She noted that the rising costs of housing, healthcare, energy, and childcare are pressing everyone. Trump’s trade policies, especially tariffs, have hurt small businesses, farmers, and everyday Americans, while the “One Big Beautiful Bill Act” is forcing rural health clinics to close, stripping healthcare from millions of Americans, and cutting food programs for children.
Turning to the excesses of federal agents from ICE and Border Patrol, Spanberger highlighted her own career as a law enforcement officer working money-laundering and narcotics cases alongside local and state police to note that law enforcement requires “an abiding sense of duty and commitment to community.” “And yet,” she said, “our President has sent poorly trained federal agents into our cities, where they have arrested and detained American citizens and people who aspire to be Americans—and they have done it without a warrant.
“They have ripped nursing mothers away from their babies, they have sent children—a little boy in a blue bunny hat—to far-off detention centers, and they have killed American citizens on our streets.

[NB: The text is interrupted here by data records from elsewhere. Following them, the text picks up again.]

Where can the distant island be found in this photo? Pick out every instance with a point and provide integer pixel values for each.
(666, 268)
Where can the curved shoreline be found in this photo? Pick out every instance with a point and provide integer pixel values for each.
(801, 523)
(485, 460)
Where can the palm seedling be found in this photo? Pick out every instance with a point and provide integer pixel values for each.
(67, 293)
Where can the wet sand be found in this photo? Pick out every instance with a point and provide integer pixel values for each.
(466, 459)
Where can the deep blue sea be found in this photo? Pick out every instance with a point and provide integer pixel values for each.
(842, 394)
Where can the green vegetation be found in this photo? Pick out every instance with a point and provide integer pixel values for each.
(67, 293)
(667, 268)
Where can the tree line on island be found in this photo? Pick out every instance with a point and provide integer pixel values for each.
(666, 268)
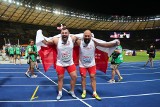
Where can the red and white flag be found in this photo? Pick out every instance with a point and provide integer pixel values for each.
(48, 53)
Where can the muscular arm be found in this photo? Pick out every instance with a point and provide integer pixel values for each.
(107, 44)
(52, 41)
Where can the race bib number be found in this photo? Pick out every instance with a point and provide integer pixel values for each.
(87, 59)
(66, 56)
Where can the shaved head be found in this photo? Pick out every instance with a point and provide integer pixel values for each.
(87, 36)
(87, 33)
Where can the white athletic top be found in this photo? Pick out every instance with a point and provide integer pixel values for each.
(65, 52)
(87, 54)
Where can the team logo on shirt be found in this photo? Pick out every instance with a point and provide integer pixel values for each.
(66, 56)
(87, 59)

And they have done it all with their faces masked from accountability. Every minute spent sowing fear is a minute not spent investigating murders, crimes against children, or the criminals defrauding seniors of their life savings.”

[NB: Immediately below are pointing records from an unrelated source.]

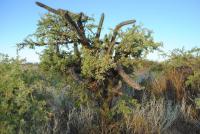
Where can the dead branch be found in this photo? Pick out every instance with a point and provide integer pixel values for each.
(100, 26)
(115, 32)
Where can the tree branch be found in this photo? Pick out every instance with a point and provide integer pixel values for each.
(65, 14)
(100, 26)
(115, 32)
(127, 78)
(82, 37)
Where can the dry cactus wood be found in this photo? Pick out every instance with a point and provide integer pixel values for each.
(79, 29)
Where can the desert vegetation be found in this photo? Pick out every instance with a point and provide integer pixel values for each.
(87, 82)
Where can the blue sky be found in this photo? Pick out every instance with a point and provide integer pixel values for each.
(174, 22)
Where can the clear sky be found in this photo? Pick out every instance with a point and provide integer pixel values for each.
(174, 22)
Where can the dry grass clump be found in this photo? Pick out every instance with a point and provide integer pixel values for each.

“Our President told us tonight that we are safer because these agents arrest mothers and detain children,” she said. “Think about that. Our broken immigration system is something to be fixed—not an excuse for unaccountable agents to terrorize our communities.”
At the same time, she said, the president “continues to cede economic power and technological strength to China, bow down to a Russian dictator, and make plans for war with Iran.” “[T]hrough [the Department of Government Efficiency], mass firings, and the appointment of deeply unserious people to our nation’s most serious positions, our President has endangered the long and storied history of the United States of America being a force for good.”

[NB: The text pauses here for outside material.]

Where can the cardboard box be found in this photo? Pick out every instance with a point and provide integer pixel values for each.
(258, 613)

“In his speech tonight,” she said, “the President did what he always does: he lied, he scapegoated, and he distracted. He also offered no real solutions to our nation’s pressing challenges—so many of which he is actively making worse.” Who is benefitting from “his rhetoric, his policies, his actions, and the short list of laws he’s pushed through this Republican Congress?” she asked.
“He’s enriching himself, his family, his friends,” she said. “The scale of the corruption is unprecedented. There’s the cover-up of the Epstein files, the crypto scams, cozying up to foreign princes for airplanes and billionaires for ballrooms, putting his name and face on buildings all over our nation’s capital. This is not what our founders envisioned. So, I’ll ask again: Is the President working for you?”
“We all know the answer is no.”
“But here is the special thing about America,” she said. “[W]e know better than any nation what is possible when ordinary citizens—like those who once dreamed right here in this room—reject the unacceptable and demand more of their government.” She noted the power of the Americans taking action across the country to protest the government and to vote. “With their votes,” she said, “they are writing a new story.”
In November, Spanberger said, she won her election by 15 points, earning votes “from Democrats, Republicans, Independents, and everyone in-between; because they knew as citizens, they could demand more. That they could vote for what they believe matters, and they didn’t need to be constrained by a party or political affiliation.” In that election, Democrats flipped legislative seats in Georgia, Iowa, Mississippi, and Texas. Now “[o]rdinary Americans are stepping up to run…to demand more and do more for their neighbors and communities.”
“Those who are stepping up now to run will win in November because Americans know you can demand more, and that we are working to lower costs, we are working to keep our communities and country safe, and we are working for you,” she said.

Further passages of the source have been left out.